Last year, the Sharks ran into a brick wall that is Jonathan Quick and the Kings, one year removed from their Stanley Cup Championship and a solid playoff tenure under Darryl Sutter. In 2010, they faced the unstoppable Blackhawks in the Western Conference Finals. In 2011, they were stopped by a dominant Canucks team that, eventually, fell to the Bruins in the Finals in seven games.
The team has failed to score, the defense hasn’t stepped up, and Antti Niemi looks more and more average with every playoff appearance he has in black and teal. Not a good sign.

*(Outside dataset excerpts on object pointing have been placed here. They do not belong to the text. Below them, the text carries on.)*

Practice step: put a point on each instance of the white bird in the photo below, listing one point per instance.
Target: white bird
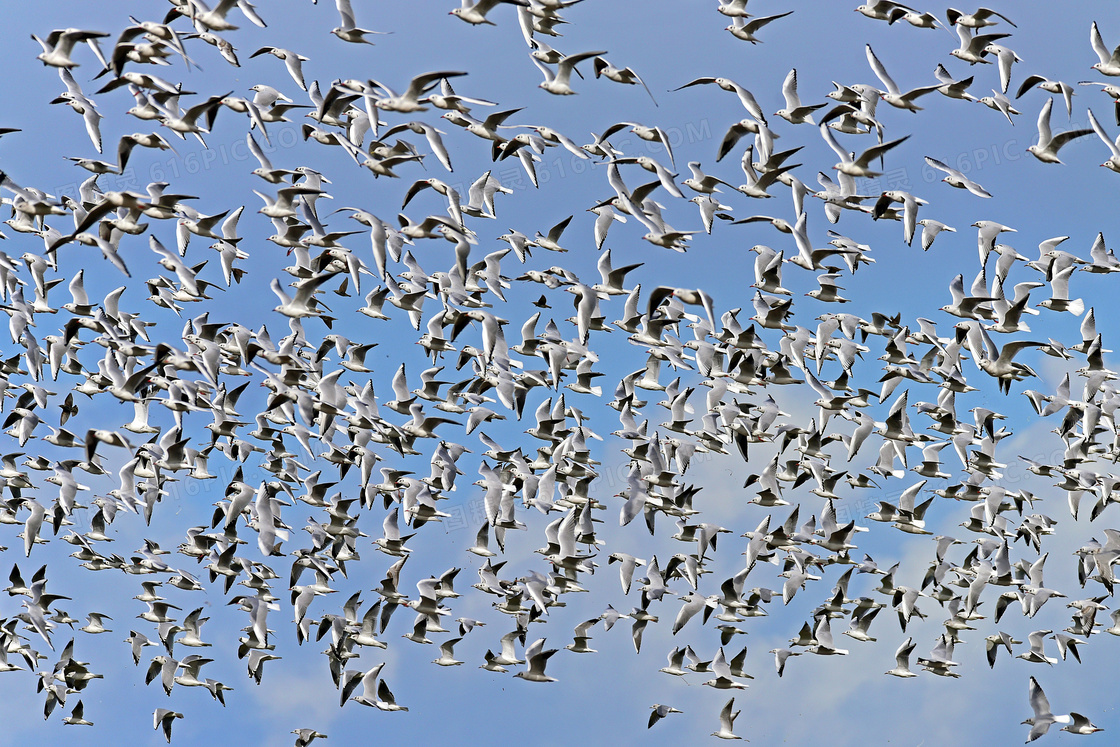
(347, 30)
(1043, 718)
(894, 95)
(954, 178)
(1113, 162)
(727, 721)
(794, 112)
(559, 82)
(1110, 61)
(1048, 145)
(746, 28)
(475, 13)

Sure, they haven’t faced the easiest opponents in the postseason in recent years but who has? The Western Conference has been jammed up with talented teams since the lockout, and that isn’t good news for a team who’s core isn’t getting any younger.
Reasons for Hope
That being said, the realignment should help San Jose with their postseason cause. Facing familiar teams in the postseason should give San Jose an advantage that they haven’t had before, namely facing a hot St. Louis team in the first round like they did in 2011. (Here’s to hoping that never happens again).
With Havlat injured to begin the season (surprise, surprise), that gives youngster Tomas Hertl a real shot at not only making the lineup, but making a significant statement for the Calder Trophy. If he is as good as everyone is making him out to be, the Sharks may already have the missing puzzle piece they’ve been looking for.
Either way, if history is any indication we will see another great regular season performance from a Sharks team that has yet to show us anything otherwise. It’s what happens in the postseason that we should be worried about, and with Joe Thornton on the last year of his contract and Patrick Marleau and Dan Boyle not getting any younger, the time for San Jose to make a postseason statement is now.